In spite of more than a dozen glaring flaws that we could find, Yash Chopra and Shahrukh Khan – and, of course, Katrina Kaif, Anushka Sharma and the rest of the Yash Raj Films gang – managed to rule the box office with the year’s biggest hit so far
Okay, so we weren’t expecting a watertight love story in Jab Tak Hai Jaan. We weren’t even hoping it would be unpredictable or something we couldn’t figure out at all. A good ol’ fashioned classic love saga featuring Shahrukh Khan directed by Yash Chopra would have been entirely palatable, and we could have come out of the theatre all happy with the knowledge that our logic and sense were respected. But sadly, it wasn’t to be! In many parts in the story, Jab Tak Hai Jaan not only tested our brains – which we forgot to leave at home, since no one told us we should – but actually assaulted them and defiled that delicate ground between cinematic liberty and pulling bunnies outta hats!
Anyway, so here we are, taking a brief look at how our senses were flayed by sheer illogic. We won’t go the whole hog, we promise! We’re just looking at plot flaws that were so obvious that we couldn’t help giggling out loud!
Anushka is the real superhero! Anushka Sharma is way more hardcore than the Kamikaze-like Shahrukh who defuses bombs without a safety suit – and that’s another point. She is even more of a brute than all the Army jawans put together. Where they wear light sweaters for the day and full cold gear by night, our babe roams around all pretty, dressed in teenie little shorts in the snow-covered valley.
Because God says lovin’ ain’t cool business! Wasn’t Jesus all about love? So what makes Katrina, who is a Punjabi anyway (secularism, okay!), make the dumbest most pathetic promise ever made?! Why oh why would she want to promise God that she will never be with the love of her life? Sure, she has demons from her past haunting her, but loving someone and taking a mortal promise to not love them, all for no apparent reason, seems a bit daft. Not a bit….VERY daft!
Learn Punjabi in one song! Learning English is easy business for our boy Shahrukh aka Samar Anand, since he’s selling fish to grumpy Brits all day. But we couldn’t digest how Katrina could learn Punjabi by singing a rustic ballad, which even the Chopras would have had a tough time learning!
A rather unusual bomb squad! Okay, we have seen bomb squad officers being gung-ho about their job, and diffuse them nasty things minus safety suits. But Shahrukh crosses limits. The dude defused bombs like he would repair the fuse for his local light connection!
Buffalo soldier! Which army in the world recruits a cook from London as a soldier, and one who is well past the prescribed age and into his late 20s? Professional armies, as far as we know, do not operate like that.
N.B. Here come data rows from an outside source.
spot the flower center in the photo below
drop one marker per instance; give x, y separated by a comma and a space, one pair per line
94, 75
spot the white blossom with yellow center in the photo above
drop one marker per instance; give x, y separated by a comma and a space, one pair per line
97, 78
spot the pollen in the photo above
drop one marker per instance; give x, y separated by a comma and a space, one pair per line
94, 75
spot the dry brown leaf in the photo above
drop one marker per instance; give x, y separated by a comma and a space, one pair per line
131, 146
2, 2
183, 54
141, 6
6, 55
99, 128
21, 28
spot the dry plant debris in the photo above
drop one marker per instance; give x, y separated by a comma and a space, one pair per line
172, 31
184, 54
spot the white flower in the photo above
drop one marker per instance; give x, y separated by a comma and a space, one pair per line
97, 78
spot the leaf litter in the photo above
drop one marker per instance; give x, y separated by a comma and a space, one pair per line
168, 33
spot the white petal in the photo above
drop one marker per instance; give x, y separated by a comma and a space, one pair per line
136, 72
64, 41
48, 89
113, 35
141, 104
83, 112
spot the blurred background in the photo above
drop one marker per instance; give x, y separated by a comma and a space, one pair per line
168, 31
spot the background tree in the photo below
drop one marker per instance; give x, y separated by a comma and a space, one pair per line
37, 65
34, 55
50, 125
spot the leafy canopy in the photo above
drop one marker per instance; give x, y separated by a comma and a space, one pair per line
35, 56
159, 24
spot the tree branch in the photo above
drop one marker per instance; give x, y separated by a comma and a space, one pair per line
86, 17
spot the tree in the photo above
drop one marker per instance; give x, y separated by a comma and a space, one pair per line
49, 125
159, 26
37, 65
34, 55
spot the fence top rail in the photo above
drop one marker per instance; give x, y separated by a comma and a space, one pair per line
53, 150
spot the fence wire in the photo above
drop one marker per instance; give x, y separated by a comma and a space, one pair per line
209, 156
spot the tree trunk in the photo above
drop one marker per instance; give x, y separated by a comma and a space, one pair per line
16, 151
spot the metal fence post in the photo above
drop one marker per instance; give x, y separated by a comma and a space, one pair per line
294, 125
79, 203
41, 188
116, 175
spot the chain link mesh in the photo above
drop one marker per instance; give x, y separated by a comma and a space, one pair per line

Mercenaries do! And so do terrorists…
Watch both sides before you cross! The film scares you out of your wits by using a very clever plot line. The seemingly innocent act of crossing the road becomes a turning point in the film. After Shahrukh becomes a chronic accident victim, it’s tough not to shout out loud at the screen when any actor in the film – or any other, from now on – so much as approaches a street!
My name is Samar, and now I ain’t a terrorist! When Shahrukh has seen firsthand and in person off-screen what it is to be Asian, being body-searched at random and being detained at airports for hours, we wonder just how he could so nonchalantly walk up to a bomb in the UK, introduce himself and defuse the darn thing? And all this while his memory as a bomb expert is just beginning to return!